Проснулся атаман от оклика, приподнялся на локте. Старый промышленный указывал в сторону моря. Михей встал босыми ногами на меховое одеяло. Вода в реке была темной, осенней, тихой. В отдалении сипло тявкал песец, над станом с шумом пролетела какая-то птица. Океан был рядом, светилась его полоска за устьем губы, там чернела точка и как неуклюжий клещ шевелила лапками весел. Похоже, сюда же шел коч Дмитрия Зыряна.

Михей подбросил дров на угли, сверху накидал зеленых веток ивняка, вскарабкался на груду выброшенных рекой деревьев. От разгоравшегося костра густыми клубами повалил дым. С коча заметили сигнал, выстрелили из пищали. Судно долго боролось с отливом, но шестами и веслами его подогнали к стану. Голодные продрогшие люди бросились к костру.

– Какая рыба? – жалостливо всхлипнул Мотора на вопрос об остатках припаса. – Хотели войти в речку, только милостью Божьей да по молитвам снялись с мели.

Теплый ночлег и обильная еда помирили даже атаманов. Караульные поделили время надвое. Все стали отсыпаться и отъедаться. Стадухин каждый день ходил к морю, высматривая дальнейший путь. Сделав запас кормов, атаманы со старыми казаками отправились в устье губы вместе: дул встречный ветер, сквозь тучи мутно светило солнце, путь на восток был забит льдом. Обточенные волнами лепешки с нудным скрежетом терлись друг о друга, подступая к самой губе.

– Прогневили Господа! – чертыхнулся Зырян. Он входил в свое обыденное озлобление от того, что время шло, а они стояли на месте. – Хоть поворачивай вспять!

– А вдруг опять переменится ветер? – все еще выискивая глазами проходные разводья, пробормотал Михей.

– Подь ты со своей Колымой! – выругался Зырян, бросив взгляд за стадухинское плечо на Семена Мотору. – Пойдем в верховья, там лес, вдруг чего сыщем.

– Иди! – не оборачиваясь, пробубнил Михей с озабоченным лицом. – Бог – судья! А я подожду. В десять стволов и сабель большой народ под государеву руку не подвести, зато могу открыть новую реку. – Подумав, окликнул Мотору: – Семейка!

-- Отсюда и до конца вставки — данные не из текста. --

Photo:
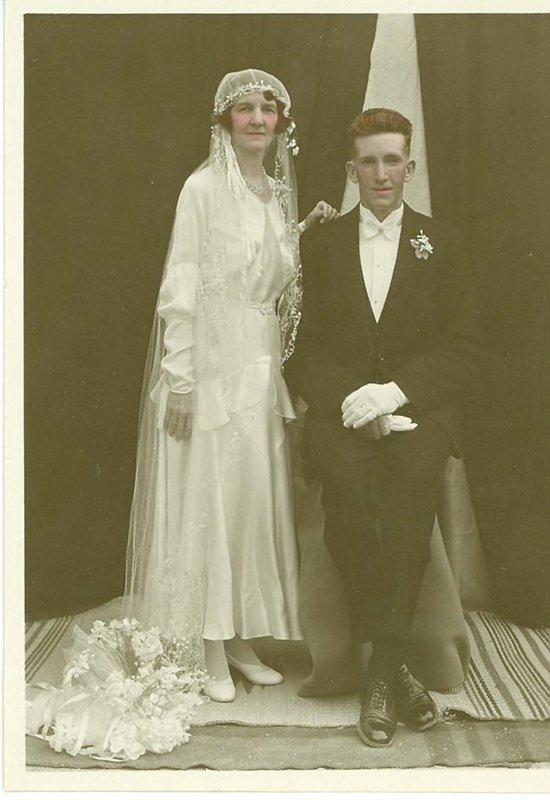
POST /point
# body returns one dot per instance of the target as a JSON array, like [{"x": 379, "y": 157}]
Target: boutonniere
[{"x": 423, "y": 248}]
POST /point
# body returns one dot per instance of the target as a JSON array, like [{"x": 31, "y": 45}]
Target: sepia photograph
[{"x": 277, "y": 396}]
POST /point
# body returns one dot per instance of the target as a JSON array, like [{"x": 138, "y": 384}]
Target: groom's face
[{"x": 381, "y": 166}]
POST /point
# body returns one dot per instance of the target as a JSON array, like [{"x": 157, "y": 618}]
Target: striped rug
[{"x": 509, "y": 677}]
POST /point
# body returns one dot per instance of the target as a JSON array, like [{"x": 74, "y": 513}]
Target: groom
[{"x": 387, "y": 345}]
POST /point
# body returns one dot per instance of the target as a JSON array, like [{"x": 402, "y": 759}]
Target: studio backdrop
[{"x": 117, "y": 115}]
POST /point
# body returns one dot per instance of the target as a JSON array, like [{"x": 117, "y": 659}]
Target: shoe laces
[
  {"x": 379, "y": 696},
  {"x": 404, "y": 679}
]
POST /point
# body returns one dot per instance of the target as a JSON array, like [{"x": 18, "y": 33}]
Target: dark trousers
[{"x": 379, "y": 499}]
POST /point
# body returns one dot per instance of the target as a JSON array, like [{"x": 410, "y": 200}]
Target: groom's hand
[
  {"x": 369, "y": 402},
  {"x": 379, "y": 427}
]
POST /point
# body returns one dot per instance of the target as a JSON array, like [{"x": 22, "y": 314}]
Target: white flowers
[
  {"x": 126, "y": 691},
  {"x": 422, "y": 246}
]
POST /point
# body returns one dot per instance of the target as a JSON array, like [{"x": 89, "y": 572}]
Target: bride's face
[{"x": 253, "y": 123}]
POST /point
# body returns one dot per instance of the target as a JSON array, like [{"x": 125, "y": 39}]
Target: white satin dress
[{"x": 235, "y": 468}]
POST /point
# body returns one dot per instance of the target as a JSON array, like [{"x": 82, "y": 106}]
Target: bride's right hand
[{"x": 178, "y": 419}]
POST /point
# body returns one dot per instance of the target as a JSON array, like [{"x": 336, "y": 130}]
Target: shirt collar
[{"x": 394, "y": 219}]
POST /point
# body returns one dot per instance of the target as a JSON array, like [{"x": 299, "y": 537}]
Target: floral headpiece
[
  {"x": 235, "y": 85},
  {"x": 230, "y": 99}
]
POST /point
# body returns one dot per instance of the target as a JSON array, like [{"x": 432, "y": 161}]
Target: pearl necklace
[{"x": 259, "y": 190}]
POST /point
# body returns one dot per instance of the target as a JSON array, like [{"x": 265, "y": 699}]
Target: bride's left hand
[{"x": 323, "y": 212}]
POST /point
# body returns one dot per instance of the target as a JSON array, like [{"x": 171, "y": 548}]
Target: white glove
[
  {"x": 399, "y": 423},
  {"x": 371, "y": 401}
]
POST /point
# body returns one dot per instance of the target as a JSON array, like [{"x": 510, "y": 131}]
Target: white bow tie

Мы с тобой на Витим ходили, на Алдане воевали, может, останешься?



Старый ленский казак взглянул на Михея с пустой, натянутой улыбкой, потом на льды, почмокал нависшей губой с редкими усами и отмолчался. Стрелец Беляна с окаменевшим лицом повернулся к нему спиной.

До Семенова дня оставалось две недели, уже чувствовалось приближение недолгой северной осени, которая быстро переходит в зиму: ярче желтела тундра, сбивалась в стаи, встала на крыло перелинявшая водоплавающая птица, кружили журавли, выпал и растаял снег.

Снегопад не был в диковинку даже в июле, но если Стадухин еще надеялся добраться до Колымы, то добрая половина его отряда думала иначе. Казаки торопились найти места, богатые соболем, груды плавника по берегам были порукой, что в верховьях есть лес. Где лес – там соболь. В тундре водились только песцы, шкуры которых скупались торговыми людьми за бесценок.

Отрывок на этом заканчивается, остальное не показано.